Gerald (@Linnaeus on Twitter) put together a really good post on the differences between the different games out there that purport to deal with the spandex crowd. I quote:
In a “supers” game, the focus of the rules is on the capabilities of the superheroes. Generally, a list of powers, skills, stunts, and disadvantages define the characters. Play primarily engages the rules during fights, and generating a narrative that resembles what you’d see in a comic book is mostly the result of player buy-in and GM skill. This means that, if the GM doesn’t fight the impulse, play can devolve into a series of fights with minimal connective story tissue (one of the reasons D&D4 gets compared to supers games is this shared tendency, plus it’s focus on tactical map-based combat, which is also a common thread in supers games). You may see secondary mechanics – Mutants & Masterminds’ Hero Points and Icons’ Aspects for example – which point at the story, but they often have uses focused on fight scenes, too.
In a “comic book” RPG, the rules tend to emphasize producing fictional tropes found in the type of superhero story the game is designed to emulate. Superpowers are typically more abstracted than they are in “supers” games, although some comic book games– Truth & Justice, for instance – still include catalogues of superpowers. Fights are often a specialized form of conflict, less tactical and have mechanics that feed the results of the combat back into other, story-oriented mechanics. Despite the label I’ve given, the source material doesn’t have to be comics. Smallville is, by all accounts, a “comic book” game that based on a television series.
It’s sharp, go read the whole thing.
As I said in Lin’s comments and on Twitter: I think the delineation he’s identified here actually works very well for breaking out most RPGs into categories that are more useful — more immediately grokked by someone not familiar game design jargon — than the overused, misleading, and emotionally fraught tags of “indie” and “trad”.
Linnaeus thinks that he’d need to relable the two categories in some way to apply them to non-spandex-related games, but I think if someone understood how you’re defining things, the current names work just fine.
“Supers”: the focus is on character capabilities, lists of powers, skills, et cetera. Play mostly hits the rules during fights, and making it resemble the source material mostly falls to the creative effort of the players, not the players + system. Also? It’s easy for it to just become a series of fight scenes.
“Comics”: rules focus on producing genre-reflective fiction. Powers/skills/abilities tend to be more abstracted. The conflict system is often also a bit more abstract, and used for everything from fights to arguments to searching a computer network to whatever. Results from conflicts have both mechanical impact and story-relevant heft.
And yeah the labels are possibly misleading, but no more so than the slang-analogies casually tossed around on Buffy (and usually confusing Giles).
“So what’s Fiasco about?”
“Basically a bunch of people trying to accomplish something, and how it all goes horribly horribly wrong.”
“Sounds like Paranoia.”
“Kinda.
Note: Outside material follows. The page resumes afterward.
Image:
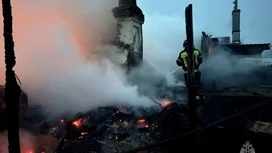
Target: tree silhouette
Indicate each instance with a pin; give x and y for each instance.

I suppose you could come up with a paranoia-like setting that would totally work for Fiasco, but Paranoia’s more “supers”, and Fiasco’s more “comic book”, you know?”
And honestly I can’t come up with anything much more useful that doesn’t sound like “trad vs. storygame”, unless I use specific genre terms. “CSI or Bones.” “Law and Order or Castle.” Can you?
Wait: maybe I can.
Maybe this is just another way of expressing the difference between Dramatic heroics and Iconic heroics — which is something I’ve thought about in the past — a difference in play styles or expectations that’s led to some frustrations at the table.